In some instances, partner organisation aims were perceived to be different from the aims of B-GAP. For example, targets to maximise HIV self-testing, and a lack of resources resulted in a lesser priority of community-based testing of children:

There is a lack of prioritization of B-GAP from [partner organisations’] end as some locator forms have come back without convincing evidence of clients follow up (Meeting minutes 04/2018)

To try to remedy this, a dedicated B-GAP project HCW was assigned to conduct community-based HIV testing in homes in the rural area initially, and then later also in the urban study areas. Consequently, children who did not attend their facility testing appointments could be followed up actively in the community. Subsequently, HIV testing uptake among children whose index had initially opted for clinic-based testing increased, as noted by one of the HCWs:

Community testing has helped in closing a lot of files. We have been going to the community and testing those who had opted for clinic testing but did not come (Weekly log 05/2018)

Community-based HIV testing, even when fully operational, was not without challenges. Despite the approach being valued for its convenience, concerns about stigma persisted. HCWs recorded in their weekly logs and discussed at the supervisory meetings how indexes feared that the appearance of B-GAP staff at their home could potentially lead to negative reactions and gossip from friends, family, and neighbours:

[community-based testing] is generally not widely selected as some find it weird to get a health worker come and visit them (Weekly log 03/2018)

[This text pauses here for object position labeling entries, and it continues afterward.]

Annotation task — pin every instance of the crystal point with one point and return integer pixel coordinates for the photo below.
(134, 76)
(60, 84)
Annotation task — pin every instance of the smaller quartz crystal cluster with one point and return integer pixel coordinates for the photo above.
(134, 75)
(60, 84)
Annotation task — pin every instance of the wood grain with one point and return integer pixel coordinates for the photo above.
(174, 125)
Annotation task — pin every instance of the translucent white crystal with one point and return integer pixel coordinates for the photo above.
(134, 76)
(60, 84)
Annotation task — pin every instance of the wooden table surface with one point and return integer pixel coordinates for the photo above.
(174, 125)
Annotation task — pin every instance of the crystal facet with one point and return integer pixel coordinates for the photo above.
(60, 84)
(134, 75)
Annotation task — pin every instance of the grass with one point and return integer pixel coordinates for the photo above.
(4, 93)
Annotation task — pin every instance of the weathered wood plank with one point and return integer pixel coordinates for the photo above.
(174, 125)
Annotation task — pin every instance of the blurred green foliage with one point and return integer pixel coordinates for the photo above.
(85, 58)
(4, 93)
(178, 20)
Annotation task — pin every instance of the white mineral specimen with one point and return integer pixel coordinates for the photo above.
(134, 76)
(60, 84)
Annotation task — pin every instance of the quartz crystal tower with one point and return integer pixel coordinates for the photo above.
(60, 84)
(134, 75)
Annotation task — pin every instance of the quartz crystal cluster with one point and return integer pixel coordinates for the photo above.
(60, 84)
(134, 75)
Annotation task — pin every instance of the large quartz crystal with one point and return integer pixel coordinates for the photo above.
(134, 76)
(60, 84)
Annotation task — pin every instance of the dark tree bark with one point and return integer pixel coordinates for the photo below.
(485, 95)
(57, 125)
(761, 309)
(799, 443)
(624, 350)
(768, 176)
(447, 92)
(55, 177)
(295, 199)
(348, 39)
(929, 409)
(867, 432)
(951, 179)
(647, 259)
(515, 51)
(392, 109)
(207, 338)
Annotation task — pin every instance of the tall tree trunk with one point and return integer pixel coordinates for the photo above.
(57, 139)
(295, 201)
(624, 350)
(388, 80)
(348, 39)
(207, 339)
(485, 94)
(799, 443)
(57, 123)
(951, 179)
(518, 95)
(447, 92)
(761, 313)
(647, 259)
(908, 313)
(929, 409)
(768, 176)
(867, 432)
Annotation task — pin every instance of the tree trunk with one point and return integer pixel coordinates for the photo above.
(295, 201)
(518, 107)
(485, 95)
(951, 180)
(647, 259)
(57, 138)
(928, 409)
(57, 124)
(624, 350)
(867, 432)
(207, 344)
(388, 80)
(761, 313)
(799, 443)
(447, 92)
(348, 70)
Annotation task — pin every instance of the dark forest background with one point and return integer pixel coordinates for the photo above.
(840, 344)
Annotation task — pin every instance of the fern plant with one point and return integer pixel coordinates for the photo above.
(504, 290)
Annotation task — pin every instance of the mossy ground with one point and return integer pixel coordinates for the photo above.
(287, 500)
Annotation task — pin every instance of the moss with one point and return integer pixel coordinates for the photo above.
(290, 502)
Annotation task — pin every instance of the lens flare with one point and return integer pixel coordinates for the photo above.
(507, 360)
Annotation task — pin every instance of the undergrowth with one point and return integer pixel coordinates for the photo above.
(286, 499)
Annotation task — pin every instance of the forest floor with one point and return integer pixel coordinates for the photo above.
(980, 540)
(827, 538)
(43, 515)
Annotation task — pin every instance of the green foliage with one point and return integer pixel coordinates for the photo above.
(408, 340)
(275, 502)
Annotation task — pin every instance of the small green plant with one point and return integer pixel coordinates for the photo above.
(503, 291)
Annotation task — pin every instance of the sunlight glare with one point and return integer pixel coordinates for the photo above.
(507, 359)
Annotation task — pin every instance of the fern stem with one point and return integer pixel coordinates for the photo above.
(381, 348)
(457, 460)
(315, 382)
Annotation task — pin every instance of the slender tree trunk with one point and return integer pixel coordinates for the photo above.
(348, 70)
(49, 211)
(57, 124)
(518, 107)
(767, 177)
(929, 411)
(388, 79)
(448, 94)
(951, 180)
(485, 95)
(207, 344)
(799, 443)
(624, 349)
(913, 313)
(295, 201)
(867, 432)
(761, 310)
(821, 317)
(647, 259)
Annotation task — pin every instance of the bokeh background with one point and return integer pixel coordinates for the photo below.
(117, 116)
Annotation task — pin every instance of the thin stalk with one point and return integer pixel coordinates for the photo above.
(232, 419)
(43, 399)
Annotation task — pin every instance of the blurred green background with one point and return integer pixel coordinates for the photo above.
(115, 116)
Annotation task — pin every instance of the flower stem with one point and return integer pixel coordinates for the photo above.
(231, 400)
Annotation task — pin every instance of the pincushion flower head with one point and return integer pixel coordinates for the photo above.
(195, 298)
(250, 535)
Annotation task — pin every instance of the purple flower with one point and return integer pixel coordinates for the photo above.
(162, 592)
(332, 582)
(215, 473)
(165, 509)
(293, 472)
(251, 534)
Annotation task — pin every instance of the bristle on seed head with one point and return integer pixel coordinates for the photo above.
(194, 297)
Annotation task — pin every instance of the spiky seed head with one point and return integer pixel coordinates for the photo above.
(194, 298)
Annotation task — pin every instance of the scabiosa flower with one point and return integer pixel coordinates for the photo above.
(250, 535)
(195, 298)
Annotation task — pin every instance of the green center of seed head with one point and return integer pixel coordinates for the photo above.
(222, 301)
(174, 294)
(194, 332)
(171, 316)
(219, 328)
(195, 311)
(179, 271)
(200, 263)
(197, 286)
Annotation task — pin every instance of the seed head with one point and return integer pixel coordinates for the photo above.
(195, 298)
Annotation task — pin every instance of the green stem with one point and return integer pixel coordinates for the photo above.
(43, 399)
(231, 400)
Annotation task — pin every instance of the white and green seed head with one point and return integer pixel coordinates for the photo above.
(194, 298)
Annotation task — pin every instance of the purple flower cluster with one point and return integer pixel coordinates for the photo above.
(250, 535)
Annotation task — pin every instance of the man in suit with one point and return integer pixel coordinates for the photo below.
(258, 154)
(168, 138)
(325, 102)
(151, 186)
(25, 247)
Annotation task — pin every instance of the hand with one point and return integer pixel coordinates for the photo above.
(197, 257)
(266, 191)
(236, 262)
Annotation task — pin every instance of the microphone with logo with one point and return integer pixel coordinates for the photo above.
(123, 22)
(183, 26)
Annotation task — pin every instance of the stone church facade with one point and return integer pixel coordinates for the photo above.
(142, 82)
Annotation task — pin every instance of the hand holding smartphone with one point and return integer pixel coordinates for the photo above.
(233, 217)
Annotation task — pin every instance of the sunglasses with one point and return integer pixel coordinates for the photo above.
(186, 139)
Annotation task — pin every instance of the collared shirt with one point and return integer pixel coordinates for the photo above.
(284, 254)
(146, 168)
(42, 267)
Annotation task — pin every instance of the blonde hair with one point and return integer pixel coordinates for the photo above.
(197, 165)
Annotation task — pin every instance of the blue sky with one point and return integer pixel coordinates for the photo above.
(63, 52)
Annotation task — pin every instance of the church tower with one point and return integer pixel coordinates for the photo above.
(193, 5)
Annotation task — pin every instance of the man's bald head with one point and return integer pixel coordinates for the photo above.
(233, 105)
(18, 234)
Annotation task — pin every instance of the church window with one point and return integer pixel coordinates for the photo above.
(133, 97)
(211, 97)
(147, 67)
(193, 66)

Community testing remains low in Mangwe because of the perceived stigma of neighbours seeing a [partner organisation] car arriving at one’s homestead (Meeting minutes 03/2018)

Having to balance convenience with the possibility of stigma meant that community-based HIV testing was found not to have been preferred initially but became a more appealing option when the clinic was not practically accessible.

Caregiver provided testing

As a third option, indexes who were parents or legal guardians of a child could opt to take HIV oral tests home and test their child(ren). HCWs reported that indexes rarely chose this option. Those who did choose it had usually struggled to access the clinic, in a time when community-based testing was not operational:

Very few select it. For those few that select it, they have school children who come from school after 4 or 5[pm]. For the other few, the places are hard to reach as public transport leave them far. (WhatsApp chat 05/2018)

The other, rare, instances where indexes chose caregiver provided testing was when they had prior experience with the method, as explained during one of the group meetings:

The general feel about self—testing so far is that people are not used to it yet and the few people that have selected self-testing at some of the sites are people who have been exposed to it previously (Meeting minutes 04/2018)

HCWs felt that caregiver provided testing was less appealing to indexes because it required them to read instructions.

Caregiver provided testing is the least preferred of the testing options. This could be attributed to literacy levels of the clinic's catchment area (Weekly log 06/2018)

  1. 5.

    Across the cascade—stock and staffing challenges

Delivering index-linked testing requires stock of HIV testing kits and supplies and suitable staffing levels at the clinics. However, logistical challenges associated with this were frequently encountered and affected delivery. Some of these problems were related to the long-standing economic crises in Zimbabwe. For example, in August 2018, clinic staff went on strike resulting in several days of clinic closures, and impacting on testing:

The week started slowly as the clinic staff was on a strike, this did not affect index screening as they were attending emergencies and OI patients only. The testing side was affected however [our HCWs] had to step in and do the testing. (Weekly log 04/2018)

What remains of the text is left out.